Saugrain sur le succès de Thomas: "Le secret est dans la gestion du poids"

Un double champion olympique de poursuite sur piste (2008 et 2012) vainqueur du Critérium du Dauphiné. Cela peut surprendre surtout au vu du parcours fortement montagneux proposé par les organisateurs cette saison. Pourtant Geraint Thomas a géré d'une main de maître la course a étapes française en résistant aux attaques des autres prétendants à la victoire.

Face à la perplexité de certains spectateurs, qui se sont notamment interrogés sur les réseaux sociaux, une explication s'impose.

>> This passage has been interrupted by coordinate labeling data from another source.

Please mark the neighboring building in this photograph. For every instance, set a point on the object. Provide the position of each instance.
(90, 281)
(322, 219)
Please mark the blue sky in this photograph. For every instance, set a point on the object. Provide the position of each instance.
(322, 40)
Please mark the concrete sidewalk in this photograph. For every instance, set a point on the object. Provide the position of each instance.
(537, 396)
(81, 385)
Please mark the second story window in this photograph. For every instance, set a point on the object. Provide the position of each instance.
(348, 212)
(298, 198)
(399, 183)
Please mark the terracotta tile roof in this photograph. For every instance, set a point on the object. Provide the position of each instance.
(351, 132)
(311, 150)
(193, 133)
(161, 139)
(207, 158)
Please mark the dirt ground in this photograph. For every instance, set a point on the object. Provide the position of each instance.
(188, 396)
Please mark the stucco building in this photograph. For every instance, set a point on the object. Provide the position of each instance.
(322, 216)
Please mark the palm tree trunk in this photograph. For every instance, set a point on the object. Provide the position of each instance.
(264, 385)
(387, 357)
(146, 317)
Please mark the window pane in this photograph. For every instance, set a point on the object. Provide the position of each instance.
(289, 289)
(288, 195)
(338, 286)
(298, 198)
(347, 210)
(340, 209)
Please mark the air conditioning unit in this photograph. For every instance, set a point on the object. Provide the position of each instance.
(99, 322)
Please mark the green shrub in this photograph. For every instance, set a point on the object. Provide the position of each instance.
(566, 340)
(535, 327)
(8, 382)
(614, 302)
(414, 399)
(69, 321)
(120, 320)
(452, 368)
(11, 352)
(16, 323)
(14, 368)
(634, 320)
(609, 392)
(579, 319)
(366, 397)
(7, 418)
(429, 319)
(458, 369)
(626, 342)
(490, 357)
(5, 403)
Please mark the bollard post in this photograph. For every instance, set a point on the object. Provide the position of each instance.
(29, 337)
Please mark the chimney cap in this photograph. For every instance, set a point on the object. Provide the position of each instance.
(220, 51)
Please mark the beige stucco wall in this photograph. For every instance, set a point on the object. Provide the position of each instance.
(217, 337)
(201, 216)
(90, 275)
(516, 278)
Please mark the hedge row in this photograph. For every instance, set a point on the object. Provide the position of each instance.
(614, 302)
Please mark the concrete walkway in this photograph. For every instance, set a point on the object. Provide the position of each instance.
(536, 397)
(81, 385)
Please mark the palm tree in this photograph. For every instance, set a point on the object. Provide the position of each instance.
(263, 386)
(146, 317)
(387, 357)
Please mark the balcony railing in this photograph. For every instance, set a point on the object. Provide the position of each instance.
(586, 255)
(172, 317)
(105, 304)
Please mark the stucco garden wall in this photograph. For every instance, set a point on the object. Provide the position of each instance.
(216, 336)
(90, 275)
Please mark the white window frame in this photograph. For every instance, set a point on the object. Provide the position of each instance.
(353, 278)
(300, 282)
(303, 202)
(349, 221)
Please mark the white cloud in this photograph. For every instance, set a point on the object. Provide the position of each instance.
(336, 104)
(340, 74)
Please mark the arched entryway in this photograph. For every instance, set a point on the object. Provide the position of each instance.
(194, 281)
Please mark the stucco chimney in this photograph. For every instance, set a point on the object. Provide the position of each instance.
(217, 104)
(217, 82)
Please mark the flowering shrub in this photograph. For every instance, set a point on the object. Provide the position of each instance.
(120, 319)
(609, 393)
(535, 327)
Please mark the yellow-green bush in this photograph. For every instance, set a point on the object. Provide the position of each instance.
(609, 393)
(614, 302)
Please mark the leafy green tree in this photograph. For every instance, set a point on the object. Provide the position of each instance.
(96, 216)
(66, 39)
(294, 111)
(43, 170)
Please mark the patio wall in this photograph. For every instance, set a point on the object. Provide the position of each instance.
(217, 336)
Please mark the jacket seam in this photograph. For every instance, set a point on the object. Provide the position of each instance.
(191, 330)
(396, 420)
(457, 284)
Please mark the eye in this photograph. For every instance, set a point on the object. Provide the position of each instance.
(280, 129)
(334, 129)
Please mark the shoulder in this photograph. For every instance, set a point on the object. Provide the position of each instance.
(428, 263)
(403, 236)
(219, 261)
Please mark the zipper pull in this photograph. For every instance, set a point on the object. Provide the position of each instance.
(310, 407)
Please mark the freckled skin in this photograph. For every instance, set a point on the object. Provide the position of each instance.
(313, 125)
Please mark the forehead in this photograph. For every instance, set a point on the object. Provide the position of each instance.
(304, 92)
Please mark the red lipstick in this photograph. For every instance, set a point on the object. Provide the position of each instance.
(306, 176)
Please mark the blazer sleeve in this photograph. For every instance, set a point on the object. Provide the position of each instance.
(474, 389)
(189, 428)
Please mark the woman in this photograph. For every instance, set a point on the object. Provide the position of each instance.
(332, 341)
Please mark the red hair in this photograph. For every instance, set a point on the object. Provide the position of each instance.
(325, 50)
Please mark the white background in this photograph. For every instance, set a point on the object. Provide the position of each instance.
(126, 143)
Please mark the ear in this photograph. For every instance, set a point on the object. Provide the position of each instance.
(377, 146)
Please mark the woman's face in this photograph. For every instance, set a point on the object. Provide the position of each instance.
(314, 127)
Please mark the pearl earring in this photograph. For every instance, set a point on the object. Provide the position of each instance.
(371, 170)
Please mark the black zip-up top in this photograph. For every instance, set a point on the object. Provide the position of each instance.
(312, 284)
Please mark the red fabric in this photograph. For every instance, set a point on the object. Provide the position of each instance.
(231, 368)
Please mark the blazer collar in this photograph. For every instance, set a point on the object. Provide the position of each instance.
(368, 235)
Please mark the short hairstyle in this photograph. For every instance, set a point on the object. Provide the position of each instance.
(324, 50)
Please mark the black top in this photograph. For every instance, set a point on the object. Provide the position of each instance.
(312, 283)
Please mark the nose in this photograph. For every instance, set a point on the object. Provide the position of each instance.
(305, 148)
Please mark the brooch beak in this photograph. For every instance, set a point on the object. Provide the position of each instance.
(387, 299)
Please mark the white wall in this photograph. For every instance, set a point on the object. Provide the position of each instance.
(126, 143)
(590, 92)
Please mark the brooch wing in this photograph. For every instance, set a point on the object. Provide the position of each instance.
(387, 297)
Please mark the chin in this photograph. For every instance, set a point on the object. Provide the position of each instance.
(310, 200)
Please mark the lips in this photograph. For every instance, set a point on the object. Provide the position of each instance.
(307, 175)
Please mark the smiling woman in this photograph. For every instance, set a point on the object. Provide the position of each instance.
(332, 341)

Notre consultant, Cyril Saugrain nous a livré son point de vue sur l'évolution du coureur britannique. "La réaction peut être légitime. On n’a pas toutes les cartes en main pour donner un jugement. On ne connaît pas exactement le programme et la préparation que peuvent suivre ces coureurs" , a-t-il débuté.

"Quand on analyse la carrière de Geraint Thomas, on se rend compte que quand il est arrivé sur route, il était bien plus lourd. Il est alors passé dans un processus où l’on cherche à perdre du poids car on est sur un rapport poids-puissance en montée et pas sur un rapport de puissance développée. Le fait de s’affûter et de s’affûter de la bonne manière fait la différence. Le secret est là, dans la gestion du poids, pour avoir le meilleur rapport poids-puissance possible", a expliqué Saugrain.

Le cas de Thomas rappelle curieusement celui de Bradley Wiggins, vainqueur du Tour de France 2012 (aussi avec Sky) et aussi pluri-victorieux sur piste (ndlr: ils ont été champions olympiques de poursuite par équipe ensemble en 2008).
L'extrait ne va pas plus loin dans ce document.